The main thread mainly realizes three functions: video playback (audio and video synchronization), subtitle playback and SDL message processing.

After the main thread performs some necessary initialization and creates a demultiplexing thread, it enters event_loop() main loop to handle video playback and SDL message events:

main() -->
static void event_loop(VideoState *cur_stream)
{
    SDL_Event event;
    ......

    for (;;) {
        // If the SDL event queue is empty, the video frame is played in the while loop. Otherwise, take an event from the queue head, exit the current function and process the event in the superior function
        refresh_loop_wait_event(cur_stream, &event);
        // SDL event handling
        switch (event.type) {
        case SDL_KEYDOWN:
            switch (event.key.keysym.sym) {
            case SDLK_f:            // f key: forced refresh
                ......
                break;
            case SDLK_p:            // p Key
            case SDLK_SPACE:        // Spacebar: pause
                ......
            case SDLK_s:            // s key: play frame by frame
                ......
                break;
            ......
        ......
        }
    }
}

3.2.1 video playback

The main code is in refresh_loop_wait_event() function, as follows:

static void refresh_loop_wait_event(VideoState *is, SDL_Event *event) {
    double remaining_time = 0.0;
    SDL_PumpEvents();
    while (!SDL_PeepEvents(event, 1, SDL_GETEVENT, SDL_FIRSTEVENT, SDL_LASTEVENT)) {
        if (!cursor_hidden && av_gettime_relative() - cursor_last_shown > CURSOR_HIDE_DELAY) {
            SDL_ShowCursor(0);
            cursor_hidden = 1;
        }
        if (remaining_time > 0.0)
            av_usleep((int64_t)(remaining_time * 1000000.0));
        remaining_time = REFRESH_RATE;
        if (is->show_mode != SHOW_MODE_NONE && (!is->paused || is->force_refresh))
            // Display the current frame immediately, or delay remaining_ Display after time
            video_refresh(is, &remaining_time);
        SDL_PumpEvents();
    }
}

The while() statement indicates that if the SDL event queue is empty, the video frame will be played in the while loop; Otherwise, take an event from the queue head, exit the current function and process the event in the superior function.
refresh_ loop_ wait_ The key function called video_ is called in event (). refresh()，video_ The refresh() function realizes the synchronization of audio and video and the display of video frames.
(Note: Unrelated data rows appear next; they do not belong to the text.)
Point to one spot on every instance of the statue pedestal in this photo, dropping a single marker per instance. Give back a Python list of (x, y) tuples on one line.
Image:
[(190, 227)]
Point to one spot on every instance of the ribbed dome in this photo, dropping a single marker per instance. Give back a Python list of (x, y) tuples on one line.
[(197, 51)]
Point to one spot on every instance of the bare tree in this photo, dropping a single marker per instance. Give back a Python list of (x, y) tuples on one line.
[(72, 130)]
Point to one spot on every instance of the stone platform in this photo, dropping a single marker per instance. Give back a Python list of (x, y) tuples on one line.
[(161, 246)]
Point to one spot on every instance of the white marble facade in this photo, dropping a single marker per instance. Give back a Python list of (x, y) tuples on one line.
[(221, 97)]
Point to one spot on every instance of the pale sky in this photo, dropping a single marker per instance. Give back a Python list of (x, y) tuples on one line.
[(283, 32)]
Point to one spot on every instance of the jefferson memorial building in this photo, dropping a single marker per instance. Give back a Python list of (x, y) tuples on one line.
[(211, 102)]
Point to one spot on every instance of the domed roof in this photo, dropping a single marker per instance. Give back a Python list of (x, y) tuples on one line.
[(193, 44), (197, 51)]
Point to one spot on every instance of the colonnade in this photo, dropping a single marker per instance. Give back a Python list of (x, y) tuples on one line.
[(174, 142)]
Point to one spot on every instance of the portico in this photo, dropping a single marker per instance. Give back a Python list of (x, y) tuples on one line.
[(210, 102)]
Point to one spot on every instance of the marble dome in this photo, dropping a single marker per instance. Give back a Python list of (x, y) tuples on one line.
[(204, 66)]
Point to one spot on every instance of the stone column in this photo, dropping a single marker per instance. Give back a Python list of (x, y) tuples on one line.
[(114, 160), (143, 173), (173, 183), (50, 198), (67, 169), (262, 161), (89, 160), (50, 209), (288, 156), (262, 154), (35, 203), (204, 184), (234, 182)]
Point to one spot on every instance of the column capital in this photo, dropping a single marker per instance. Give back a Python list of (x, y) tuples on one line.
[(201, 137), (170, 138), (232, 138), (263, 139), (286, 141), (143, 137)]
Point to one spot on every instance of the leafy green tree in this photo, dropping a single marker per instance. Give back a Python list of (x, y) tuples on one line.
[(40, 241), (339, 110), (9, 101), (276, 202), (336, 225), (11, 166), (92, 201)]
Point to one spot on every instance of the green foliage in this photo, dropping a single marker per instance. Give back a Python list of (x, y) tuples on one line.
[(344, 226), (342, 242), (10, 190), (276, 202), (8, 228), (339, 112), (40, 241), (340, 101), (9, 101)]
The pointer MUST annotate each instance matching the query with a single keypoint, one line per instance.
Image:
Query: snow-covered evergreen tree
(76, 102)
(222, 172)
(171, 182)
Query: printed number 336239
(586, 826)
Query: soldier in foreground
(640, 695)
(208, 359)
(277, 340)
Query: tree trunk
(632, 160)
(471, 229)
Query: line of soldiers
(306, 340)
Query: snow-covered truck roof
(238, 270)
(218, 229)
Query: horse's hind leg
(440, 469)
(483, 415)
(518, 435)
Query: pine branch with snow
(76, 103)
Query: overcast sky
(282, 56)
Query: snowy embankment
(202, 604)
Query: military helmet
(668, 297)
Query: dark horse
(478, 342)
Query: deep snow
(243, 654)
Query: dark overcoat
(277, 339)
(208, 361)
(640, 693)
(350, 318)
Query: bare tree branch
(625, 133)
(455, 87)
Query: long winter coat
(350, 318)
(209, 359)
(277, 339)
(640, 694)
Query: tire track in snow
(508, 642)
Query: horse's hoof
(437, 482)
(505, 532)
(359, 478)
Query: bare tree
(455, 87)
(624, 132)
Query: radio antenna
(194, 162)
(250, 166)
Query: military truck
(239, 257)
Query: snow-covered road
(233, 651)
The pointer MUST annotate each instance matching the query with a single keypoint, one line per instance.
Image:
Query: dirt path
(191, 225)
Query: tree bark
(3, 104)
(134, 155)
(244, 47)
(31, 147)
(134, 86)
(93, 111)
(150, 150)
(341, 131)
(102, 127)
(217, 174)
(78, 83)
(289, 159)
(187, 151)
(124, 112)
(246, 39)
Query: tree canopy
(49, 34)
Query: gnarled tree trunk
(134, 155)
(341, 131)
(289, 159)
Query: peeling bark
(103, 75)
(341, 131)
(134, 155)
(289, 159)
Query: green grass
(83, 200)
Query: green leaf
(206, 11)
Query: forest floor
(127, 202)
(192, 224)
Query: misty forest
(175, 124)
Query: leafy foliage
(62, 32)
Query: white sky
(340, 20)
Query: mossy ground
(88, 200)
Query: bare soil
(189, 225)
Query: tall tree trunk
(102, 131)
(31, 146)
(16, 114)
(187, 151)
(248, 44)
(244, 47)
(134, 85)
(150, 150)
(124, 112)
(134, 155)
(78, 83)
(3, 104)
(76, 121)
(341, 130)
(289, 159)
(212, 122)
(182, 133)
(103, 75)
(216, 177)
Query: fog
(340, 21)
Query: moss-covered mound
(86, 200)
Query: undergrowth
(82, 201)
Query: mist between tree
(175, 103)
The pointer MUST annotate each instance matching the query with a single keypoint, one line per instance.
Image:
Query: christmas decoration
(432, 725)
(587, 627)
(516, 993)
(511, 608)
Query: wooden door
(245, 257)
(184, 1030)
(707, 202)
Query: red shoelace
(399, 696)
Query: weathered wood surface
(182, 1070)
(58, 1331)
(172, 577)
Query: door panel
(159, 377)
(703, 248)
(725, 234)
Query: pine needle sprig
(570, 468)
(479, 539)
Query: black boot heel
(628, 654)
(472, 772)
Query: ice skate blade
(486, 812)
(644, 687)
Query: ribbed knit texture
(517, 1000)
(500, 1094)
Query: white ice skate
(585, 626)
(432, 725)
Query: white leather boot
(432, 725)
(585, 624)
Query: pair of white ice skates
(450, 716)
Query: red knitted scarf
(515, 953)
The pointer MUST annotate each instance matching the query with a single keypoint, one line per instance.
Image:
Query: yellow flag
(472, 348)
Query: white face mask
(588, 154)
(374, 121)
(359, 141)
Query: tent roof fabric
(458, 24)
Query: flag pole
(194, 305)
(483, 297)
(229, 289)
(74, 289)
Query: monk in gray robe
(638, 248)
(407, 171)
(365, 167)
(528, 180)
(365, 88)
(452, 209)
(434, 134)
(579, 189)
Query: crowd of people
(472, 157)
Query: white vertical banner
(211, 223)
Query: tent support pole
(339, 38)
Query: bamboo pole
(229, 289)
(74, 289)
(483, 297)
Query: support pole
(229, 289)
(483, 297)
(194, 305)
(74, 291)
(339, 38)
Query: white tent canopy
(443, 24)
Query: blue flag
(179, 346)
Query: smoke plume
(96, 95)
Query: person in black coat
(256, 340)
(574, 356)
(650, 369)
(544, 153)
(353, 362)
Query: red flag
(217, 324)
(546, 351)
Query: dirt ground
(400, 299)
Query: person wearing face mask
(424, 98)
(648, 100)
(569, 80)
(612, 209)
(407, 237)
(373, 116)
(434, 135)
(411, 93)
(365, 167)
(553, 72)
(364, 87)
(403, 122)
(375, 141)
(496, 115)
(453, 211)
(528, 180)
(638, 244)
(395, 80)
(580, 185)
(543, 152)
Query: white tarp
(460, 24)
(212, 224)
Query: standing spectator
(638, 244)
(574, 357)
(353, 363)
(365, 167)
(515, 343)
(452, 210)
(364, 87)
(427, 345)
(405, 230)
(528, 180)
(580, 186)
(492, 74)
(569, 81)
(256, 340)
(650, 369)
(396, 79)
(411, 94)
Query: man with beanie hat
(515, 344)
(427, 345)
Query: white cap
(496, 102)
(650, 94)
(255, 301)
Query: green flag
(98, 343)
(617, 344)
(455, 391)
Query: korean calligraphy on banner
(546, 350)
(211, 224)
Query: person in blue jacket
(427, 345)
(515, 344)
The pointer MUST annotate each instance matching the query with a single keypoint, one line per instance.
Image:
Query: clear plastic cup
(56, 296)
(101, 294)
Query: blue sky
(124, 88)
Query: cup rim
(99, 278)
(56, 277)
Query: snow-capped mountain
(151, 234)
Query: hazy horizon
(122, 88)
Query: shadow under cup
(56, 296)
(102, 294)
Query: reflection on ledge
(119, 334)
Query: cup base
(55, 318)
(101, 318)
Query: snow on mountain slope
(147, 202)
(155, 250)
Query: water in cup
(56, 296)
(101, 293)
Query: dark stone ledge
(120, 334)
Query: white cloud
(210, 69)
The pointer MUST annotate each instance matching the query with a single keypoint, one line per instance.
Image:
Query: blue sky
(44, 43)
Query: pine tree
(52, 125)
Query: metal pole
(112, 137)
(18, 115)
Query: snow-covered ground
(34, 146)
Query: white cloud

It is ffplay One of the core functions in C, which is analyzed in detail in "section 4.3 video synchronization to audio".

3.2.2 SDL message processing

Handle various SDL messages, such as pause, forced refresh and other key events. It's simple.

main() -->
static void event_loop(VideoState *cur_stream)
{
    SDL_Event event;
    ......

    for (;;) {
        // If the SDL event queue is empty, the video frame is played in the while loop. Otherwise, take an event from the queue head, exit the current function and process the event in the superior function
        refresh_loop_wait_event(cur_stream, &event);
        // SDL event handling
        switch (event.type) {
        case SDL_KEYDOWN:
            switch (event.key.keysym.sym) {
            case SDLK_f:            // f key: forced refresh
                ......
                break;
            case SDLK_p:            // p Key
            case SDLK_SPACE:        // Spacebar: pause
                ......
                break;
            ......
        ......
        }
    }
}

3.3 demultiplexing threads

The demultiplexing thread reads the video file and stores the retrieved packets in different packet queues according to the type (audio, video, subtitle).
To save space, use "..." for the source code of non key contents in the following source code replace. Code flow reference notes.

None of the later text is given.